To lower the impact of a possible deportation, mothers will go to one Mass, fathers to another, dividing the family. “If both mom and dad are deported, the kids will end up in foster care,” she says. “Most of our immigrant families are just uncertain about what is a safe activity and what is not.”
“Most of our immigrant families are just uncertain about what is a safe activity and what is not.”
Ms. Allmon notes “the fear and anxiety” Rosa Maria’s mother “must have felt, putting her child in an ambulance and not being able to accompany her daughter. She tried to make the best decision for her family, and now her daughter is detained.”
While U.S. bishops acknowledge the right of a nation to control its borders, Ms. Allmon says security “needs to be targeted, humane and proportional.”
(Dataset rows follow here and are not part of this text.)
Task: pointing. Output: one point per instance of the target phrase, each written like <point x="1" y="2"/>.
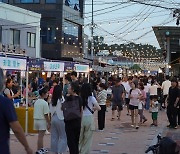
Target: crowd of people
<point x="66" y="107"/>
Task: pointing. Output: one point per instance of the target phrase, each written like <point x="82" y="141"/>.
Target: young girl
<point x="90" y="104"/>
<point x="41" y="119"/>
<point x="134" y="96"/>
<point x="154" y="110"/>
<point x="142" y="103"/>
<point x="102" y="97"/>
<point x="58" y="134"/>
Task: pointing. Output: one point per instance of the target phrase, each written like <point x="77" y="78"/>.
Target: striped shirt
<point x="102" y="96"/>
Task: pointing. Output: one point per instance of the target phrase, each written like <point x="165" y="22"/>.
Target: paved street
<point x="118" y="138"/>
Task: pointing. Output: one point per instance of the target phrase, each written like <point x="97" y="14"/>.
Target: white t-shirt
<point x="135" y="94"/>
<point x="153" y="90"/>
<point x="57" y="109"/>
<point x="127" y="88"/>
<point x="102" y="97"/>
<point x="154" y="106"/>
<point x="91" y="102"/>
<point x="165" y="87"/>
<point x="40" y="109"/>
<point x="147" y="87"/>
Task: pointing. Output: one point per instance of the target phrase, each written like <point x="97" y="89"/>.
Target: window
<point x="15" y="37"/>
<point x="48" y="35"/>
<point x="71" y="33"/>
<point x="31" y="40"/>
<point x="74" y="4"/>
<point x="50" y="1"/>
<point x="26" y="1"/>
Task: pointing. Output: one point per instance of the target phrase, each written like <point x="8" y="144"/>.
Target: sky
<point x="121" y="21"/>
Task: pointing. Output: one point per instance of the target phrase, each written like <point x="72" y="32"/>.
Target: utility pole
<point x="92" y="31"/>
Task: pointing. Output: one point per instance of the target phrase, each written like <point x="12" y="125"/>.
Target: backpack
<point x="167" y="146"/>
<point x="71" y="108"/>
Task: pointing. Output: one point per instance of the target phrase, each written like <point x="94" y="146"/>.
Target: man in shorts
<point x="118" y="95"/>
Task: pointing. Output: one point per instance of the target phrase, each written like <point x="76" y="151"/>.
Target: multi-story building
<point x="19" y="31"/>
<point x="61" y="25"/>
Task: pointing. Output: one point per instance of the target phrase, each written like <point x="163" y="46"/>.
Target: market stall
<point x="17" y="63"/>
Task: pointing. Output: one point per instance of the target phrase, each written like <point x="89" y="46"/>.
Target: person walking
<point x="73" y="126"/>
<point x="58" y="134"/>
<point x="102" y="97"/>
<point x="8" y="119"/>
<point x="90" y="104"/>
<point x="141" y="105"/>
<point x="118" y="95"/>
<point x="126" y="83"/>
<point x="172" y="100"/>
<point x="41" y="119"/>
<point x="147" y="90"/>
<point x="165" y="87"/>
<point x="154" y="110"/>
<point x="8" y="90"/>
<point x="134" y="96"/>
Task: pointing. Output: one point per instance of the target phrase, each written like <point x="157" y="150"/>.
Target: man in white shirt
<point x="126" y="83"/>
<point x="165" y="87"/>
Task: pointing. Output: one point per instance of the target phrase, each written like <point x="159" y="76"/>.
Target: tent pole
<point x="27" y="78"/>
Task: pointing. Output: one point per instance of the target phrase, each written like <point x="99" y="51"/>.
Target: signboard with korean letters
<point x="8" y="63"/>
<point x="53" y="66"/>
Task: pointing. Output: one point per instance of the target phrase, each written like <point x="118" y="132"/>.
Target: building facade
<point x="19" y="31"/>
<point x="61" y="26"/>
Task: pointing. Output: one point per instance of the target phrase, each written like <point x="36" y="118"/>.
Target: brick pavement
<point x="118" y="138"/>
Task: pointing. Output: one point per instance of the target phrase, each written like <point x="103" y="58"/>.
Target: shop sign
<point x="68" y="67"/>
<point x="36" y="65"/>
<point x="81" y="68"/>
<point x="13" y="63"/>
<point x="53" y="66"/>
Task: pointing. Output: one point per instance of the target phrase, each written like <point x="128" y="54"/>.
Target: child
<point x="41" y="119"/>
<point x="154" y="110"/>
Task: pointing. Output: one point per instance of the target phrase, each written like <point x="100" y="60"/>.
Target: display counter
<point x="21" y="114"/>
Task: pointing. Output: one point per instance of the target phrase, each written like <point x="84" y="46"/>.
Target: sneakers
<point x="42" y="151"/>
<point x="137" y="127"/>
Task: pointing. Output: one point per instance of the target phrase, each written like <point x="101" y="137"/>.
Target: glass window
<point x="73" y="4"/>
<point x="48" y="35"/>
<point x="71" y="33"/>
<point x="15" y="37"/>
<point x="31" y="39"/>
<point x="50" y="1"/>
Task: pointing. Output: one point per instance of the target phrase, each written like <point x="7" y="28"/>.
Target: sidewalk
<point x="118" y="138"/>
<point x="174" y="134"/>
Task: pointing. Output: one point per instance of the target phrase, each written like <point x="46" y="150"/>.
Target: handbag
<point x="89" y="109"/>
<point x="71" y="109"/>
<point x="140" y="105"/>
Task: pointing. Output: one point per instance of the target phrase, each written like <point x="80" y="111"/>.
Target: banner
<point x="68" y="67"/>
<point x="12" y="63"/>
<point x="36" y="65"/>
<point x="54" y="66"/>
<point x="81" y="68"/>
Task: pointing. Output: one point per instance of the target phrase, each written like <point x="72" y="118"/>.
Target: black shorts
<point x="115" y="105"/>
<point x="152" y="96"/>
<point x="127" y="100"/>
<point x="132" y="107"/>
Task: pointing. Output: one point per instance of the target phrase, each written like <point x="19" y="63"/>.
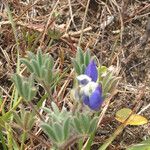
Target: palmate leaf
<point x="80" y="56"/>
<point x="77" y="67"/>
<point x="81" y="61"/>
<point x="58" y="130"/>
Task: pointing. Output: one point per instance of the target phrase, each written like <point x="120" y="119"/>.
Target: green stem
<point x="80" y="144"/>
<point x="23" y="139"/>
<point x="9" y="137"/>
<point x="36" y="111"/>
<point x="14" y="107"/>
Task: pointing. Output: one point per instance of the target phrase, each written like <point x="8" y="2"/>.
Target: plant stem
<point x="23" y="139"/>
<point x="36" y="111"/>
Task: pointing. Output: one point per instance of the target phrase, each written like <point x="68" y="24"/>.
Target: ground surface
<point x="116" y="32"/>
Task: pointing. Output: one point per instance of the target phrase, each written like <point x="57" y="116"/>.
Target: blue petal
<point x="91" y="71"/>
<point x="86" y="100"/>
<point x="96" y="99"/>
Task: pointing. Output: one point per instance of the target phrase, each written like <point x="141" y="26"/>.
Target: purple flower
<point x="92" y="95"/>
<point x="91" y="71"/>
<point x="90" y="91"/>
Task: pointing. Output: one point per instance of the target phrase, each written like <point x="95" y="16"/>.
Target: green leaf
<point x="18" y="83"/>
<point x="87" y="57"/>
<point x="39" y="58"/>
<point x="55" y="108"/>
<point x="36" y="67"/>
<point x="58" y="132"/>
<point x="77" y="125"/>
<point x="66" y="128"/>
<point x="76" y="66"/>
<point x="85" y="120"/>
<point x="27" y="63"/>
<point x="93" y="125"/>
<point x="80" y="56"/>
<point x="26" y="89"/>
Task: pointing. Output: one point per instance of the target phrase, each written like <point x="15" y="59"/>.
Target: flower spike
<point x="91" y="71"/>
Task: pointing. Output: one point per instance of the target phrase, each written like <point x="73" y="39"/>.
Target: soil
<point x="116" y="32"/>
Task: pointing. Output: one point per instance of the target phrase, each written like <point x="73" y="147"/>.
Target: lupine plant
<point x="64" y="125"/>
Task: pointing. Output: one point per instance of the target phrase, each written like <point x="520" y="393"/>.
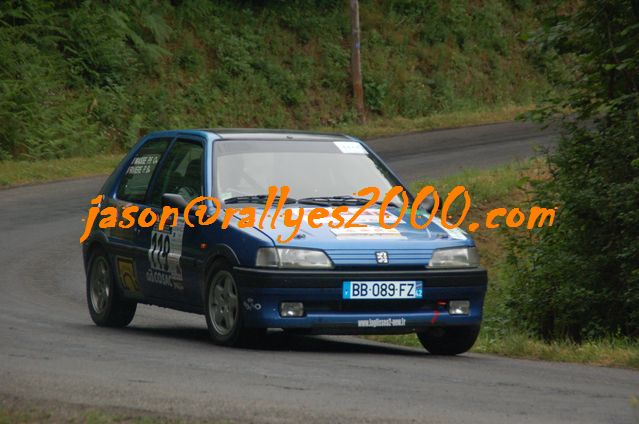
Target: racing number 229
<point x="159" y="251"/>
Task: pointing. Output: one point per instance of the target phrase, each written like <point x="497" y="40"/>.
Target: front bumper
<point x="262" y="291"/>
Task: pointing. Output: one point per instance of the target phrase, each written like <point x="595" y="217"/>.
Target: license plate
<point x="382" y="290"/>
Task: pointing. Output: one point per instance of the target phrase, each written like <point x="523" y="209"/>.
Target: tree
<point x="580" y="278"/>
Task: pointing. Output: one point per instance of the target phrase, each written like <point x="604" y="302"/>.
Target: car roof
<point x="255" y="134"/>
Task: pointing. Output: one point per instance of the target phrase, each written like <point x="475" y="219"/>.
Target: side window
<point x="135" y="180"/>
<point x="181" y="172"/>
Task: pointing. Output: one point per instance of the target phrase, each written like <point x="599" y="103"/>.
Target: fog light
<point x="459" y="307"/>
<point x="292" y="309"/>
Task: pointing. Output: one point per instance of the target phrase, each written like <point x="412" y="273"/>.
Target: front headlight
<point x="284" y="257"/>
<point x="456" y="257"/>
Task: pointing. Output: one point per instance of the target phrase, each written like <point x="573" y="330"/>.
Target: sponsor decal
<point x="164" y="256"/>
<point x="381" y="257"/>
<point x="251" y="305"/>
<point x="377" y="322"/>
<point x="126" y="273"/>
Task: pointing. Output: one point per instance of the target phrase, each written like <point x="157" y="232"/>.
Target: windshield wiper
<point x="340" y="200"/>
<point x="255" y="198"/>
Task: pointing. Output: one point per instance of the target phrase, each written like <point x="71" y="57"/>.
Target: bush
<point x="580" y="278"/>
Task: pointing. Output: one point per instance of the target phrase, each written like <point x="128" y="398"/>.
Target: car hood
<point x="404" y="244"/>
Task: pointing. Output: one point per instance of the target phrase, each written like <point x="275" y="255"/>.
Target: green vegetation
<point x="19" y="172"/>
<point x="580" y="278"/>
<point x="504" y="331"/>
<point x="20" y="411"/>
<point x="79" y="78"/>
<point x="14" y="173"/>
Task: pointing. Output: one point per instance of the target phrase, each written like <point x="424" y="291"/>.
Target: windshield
<point x="309" y="168"/>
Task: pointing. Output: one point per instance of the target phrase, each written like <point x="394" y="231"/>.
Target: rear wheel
<point x="449" y="340"/>
<point x="224" y="317"/>
<point x="106" y="306"/>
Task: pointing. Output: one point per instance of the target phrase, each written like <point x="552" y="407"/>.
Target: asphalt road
<point x="50" y="350"/>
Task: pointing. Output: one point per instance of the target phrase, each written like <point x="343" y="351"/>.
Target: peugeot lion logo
<point x="381" y="257"/>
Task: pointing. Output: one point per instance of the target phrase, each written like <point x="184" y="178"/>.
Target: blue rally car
<point x="362" y="280"/>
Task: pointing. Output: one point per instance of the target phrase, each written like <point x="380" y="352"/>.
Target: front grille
<point x="363" y="257"/>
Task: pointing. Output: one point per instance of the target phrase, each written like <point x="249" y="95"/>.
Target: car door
<point x="167" y="256"/>
<point x="131" y="191"/>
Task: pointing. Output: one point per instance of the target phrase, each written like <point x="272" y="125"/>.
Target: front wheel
<point x="449" y="340"/>
<point x="224" y="317"/>
<point x="106" y="306"/>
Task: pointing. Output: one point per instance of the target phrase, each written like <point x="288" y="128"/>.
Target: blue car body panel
<point x="263" y="290"/>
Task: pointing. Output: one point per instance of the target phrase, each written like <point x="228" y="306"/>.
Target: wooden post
<point x="356" y="66"/>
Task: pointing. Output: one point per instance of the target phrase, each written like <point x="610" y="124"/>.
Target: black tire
<point x="448" y="340"/>
<point x="111" y="309"/>
<point x="231" y="331"/>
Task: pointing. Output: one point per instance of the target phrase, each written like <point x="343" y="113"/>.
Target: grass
<point x="505" y="187"/>
<point x="14" y="173"/>
<point x="17" y="411"/>
<point x="622" y="353"/>
<point x="380" y="127"/>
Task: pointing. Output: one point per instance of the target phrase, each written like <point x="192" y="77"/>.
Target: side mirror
<point x="174" y="200"/>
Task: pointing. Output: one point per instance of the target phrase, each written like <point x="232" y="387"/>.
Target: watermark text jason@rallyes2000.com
<point x="341" y="220"/>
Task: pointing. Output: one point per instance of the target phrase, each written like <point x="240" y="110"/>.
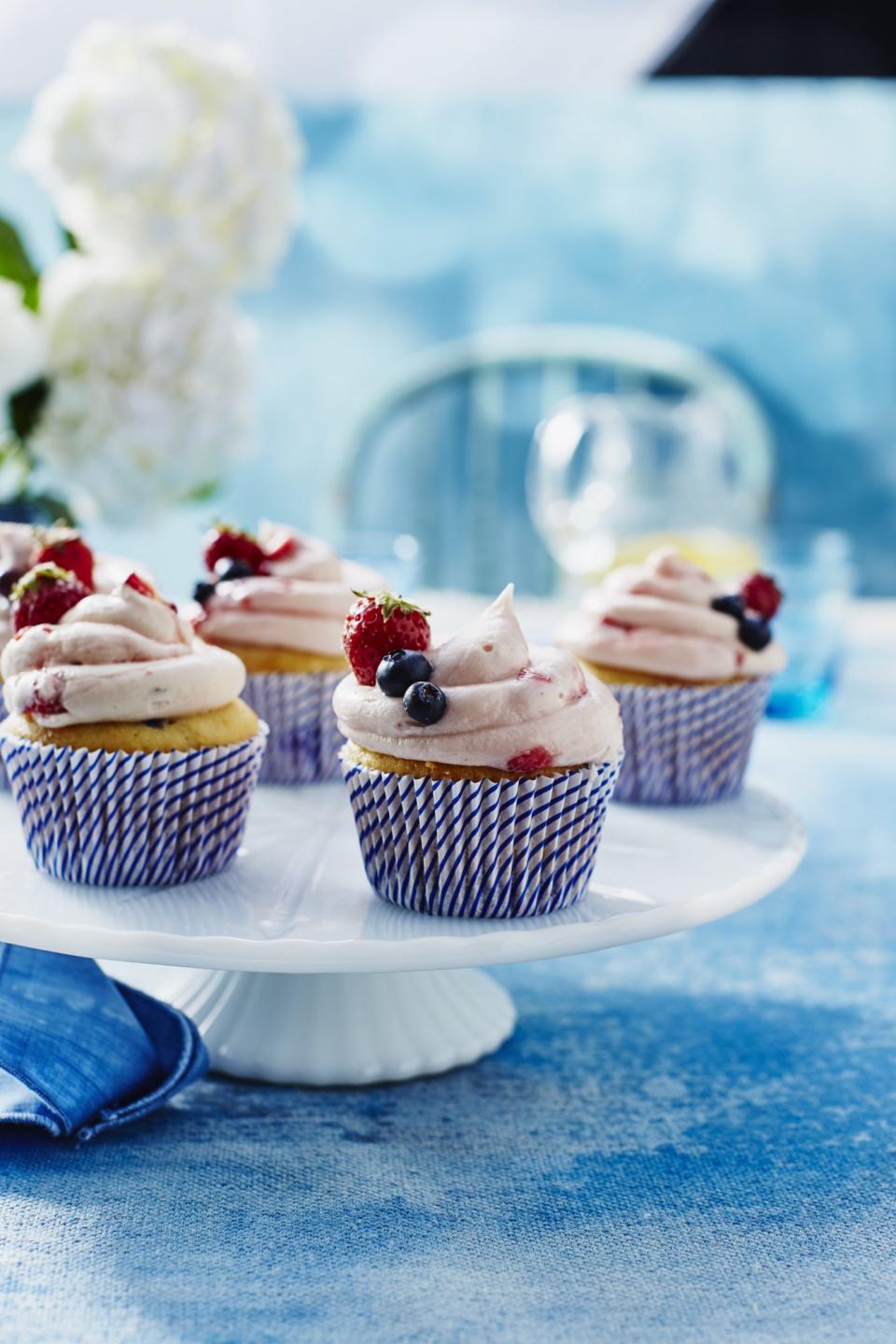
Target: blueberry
<point x="8" y="580"/>
<point x="425" y="703"/>
<point x="203" y="592"/>
<point x="731" y="605"/>
<point x="400" y="668"/>
<point x="754" y="632"/>
<point x="229" y="570"/>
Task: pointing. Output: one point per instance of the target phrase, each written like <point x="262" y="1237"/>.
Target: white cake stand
<point x="305" y="976"/>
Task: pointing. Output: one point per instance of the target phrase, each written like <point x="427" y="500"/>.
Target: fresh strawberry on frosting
<point x="121" y="656"/>
<point x="296" y="598"/>
<point x="508" y="706"/>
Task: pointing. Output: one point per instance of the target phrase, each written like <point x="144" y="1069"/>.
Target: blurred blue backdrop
<point x="751" y="219"/>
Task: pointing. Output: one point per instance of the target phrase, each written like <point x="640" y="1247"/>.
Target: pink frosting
<point x="19" y="550"/>
<point x="508" y="706"/>
<point x="300" y="605"/>
<point x="116" y="657"/>
<point x="656" y="619"/>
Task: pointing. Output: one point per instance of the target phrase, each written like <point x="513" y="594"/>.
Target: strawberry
<point x="63" y="546"/>
<point x="226" y="543"/>
<point x="526" y="763"/>
<point x="140" y="586"/>
<point x="761" y="595"/>
<point x="376" y="625"/>
<point x="45" y="595"/>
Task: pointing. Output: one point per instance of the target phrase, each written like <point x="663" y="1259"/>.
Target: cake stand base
<point x="343" y="1029"/>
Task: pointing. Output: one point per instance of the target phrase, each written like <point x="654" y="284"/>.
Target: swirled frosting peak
<point x="510" y="706"/>
<point x="660" y="619"/>
<point x="297" y="601"/>
<point x="122" y="656"/>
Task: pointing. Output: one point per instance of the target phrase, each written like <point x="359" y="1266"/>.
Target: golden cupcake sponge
<point x="232" y="723"/>
<point x="259" y="659"/>
<point x="438" y="770"/>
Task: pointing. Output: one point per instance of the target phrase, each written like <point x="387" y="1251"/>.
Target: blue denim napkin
<point x="79" y="1053"/>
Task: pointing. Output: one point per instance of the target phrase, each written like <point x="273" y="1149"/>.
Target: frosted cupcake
<point x="691" y="666"/>
<point x="480" y="770"/>
<point x="23" y="546"/>
<point x="278" y="602"/>
<point x="129" y="754"/>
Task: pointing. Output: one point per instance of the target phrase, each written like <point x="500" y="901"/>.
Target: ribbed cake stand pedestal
<point x="296" y="972"/>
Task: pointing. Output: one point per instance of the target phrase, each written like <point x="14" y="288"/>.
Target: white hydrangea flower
<point x="158" y="146"/>
<point x="21" y="345"/>
<point x="150" y="385"/>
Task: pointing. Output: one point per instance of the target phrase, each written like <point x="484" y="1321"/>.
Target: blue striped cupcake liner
<point x="477" y="848"/>
<point x="143" y="819"/>
<point x="687" y="744"/>
<point x="303" y="741"/>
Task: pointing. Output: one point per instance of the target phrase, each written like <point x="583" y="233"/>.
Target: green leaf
<point x="16" y="265"/>
<point x="26" y="408"/>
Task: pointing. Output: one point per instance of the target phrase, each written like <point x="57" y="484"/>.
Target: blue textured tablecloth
<point x="690" y="1140"/>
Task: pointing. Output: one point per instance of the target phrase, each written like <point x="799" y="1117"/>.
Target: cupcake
<point x="691" y="666"/>
<point x="129" y="754"/>
<point x="23" y="546"/>
<point x="480" y="770"/>
<point x="278" y="602"/>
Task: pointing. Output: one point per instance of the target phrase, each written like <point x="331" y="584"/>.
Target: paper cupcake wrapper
<point x="117" y="819"/>
<point x="477" y="848"/>
<point x="303" y="741"/>
<point x="687" y="744"/>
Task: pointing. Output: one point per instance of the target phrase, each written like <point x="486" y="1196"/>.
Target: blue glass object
<point x="816" y="573"/>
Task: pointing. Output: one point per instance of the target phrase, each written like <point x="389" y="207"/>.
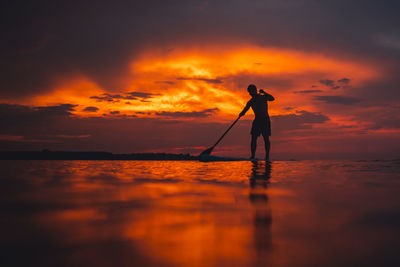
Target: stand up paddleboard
<point x="209" y="158"/>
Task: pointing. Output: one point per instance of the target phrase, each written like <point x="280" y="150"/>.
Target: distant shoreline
<point x="95" y="155"/>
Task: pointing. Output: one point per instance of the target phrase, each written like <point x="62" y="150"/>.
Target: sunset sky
<point x="170" y="76"/>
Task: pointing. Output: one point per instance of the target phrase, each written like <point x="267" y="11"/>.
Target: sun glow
<point x="194" y="80"/>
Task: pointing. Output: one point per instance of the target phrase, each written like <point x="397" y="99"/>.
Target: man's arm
<point x="246" y="108"/>
<point x="268" y="97"/>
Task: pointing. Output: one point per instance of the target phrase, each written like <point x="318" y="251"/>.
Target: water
<point x="168" y="213"/>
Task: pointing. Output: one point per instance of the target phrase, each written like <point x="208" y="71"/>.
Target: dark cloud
<point x="330" y="83"/>
<point x="107" y="97"/>
<point x="327" y="82"/>
<point x="333" y="99"/>
<point x="300" y="120"/>
<point x="67" y="38"/>
<point x="141" y="95"/>
<point x="344" y="81"/>
<point x="200" y="79"/>
<point x="308" y="91"/>
<point x="91" y="109"/>
<point x="192" y="114"/>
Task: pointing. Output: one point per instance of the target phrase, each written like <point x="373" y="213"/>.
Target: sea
<point x="190" y="213"/>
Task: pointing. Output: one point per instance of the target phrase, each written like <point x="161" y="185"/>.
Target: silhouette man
<point x="261" y="122"/>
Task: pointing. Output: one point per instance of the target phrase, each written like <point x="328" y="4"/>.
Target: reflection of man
<point x="261" y="123"/>
<point x="259" y="180"/>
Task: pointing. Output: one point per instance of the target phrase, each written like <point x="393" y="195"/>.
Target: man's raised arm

In many towns and cities along the divide with Mexico, a reality that defies checkpoints and border enforcement persists. Despite talk in Washington of higher walls, “it’s one community,” Ms. Allmon explains. “The family and business relationships are on both sides of the border.”
The Texas Catholic Conference supports border security “so that we’re watching drugs and gangs and guns, especially going south,” Ms. Allmon says.
“But we have to do border enforcement in a way that recognizes the human family,” she says. “It should truly target the criminal element among immigrants that cause harm but respect an immigrant’s right to migrate and protect their family.”
Ms. Cedillo of Catholic Charities says the immigrant community she works with wants the broken U.S. immigration system to be fixed.
“We’re hopeful for an immigration reform. With this new administration, it’s kind of hard,” she says. “But we pray. We pray for President Trump. We pray for Congress, for them to make a reform. We’re praying for the DACA kids as well.”
U.S. Customs and Border Protection did not respond to requests for comment.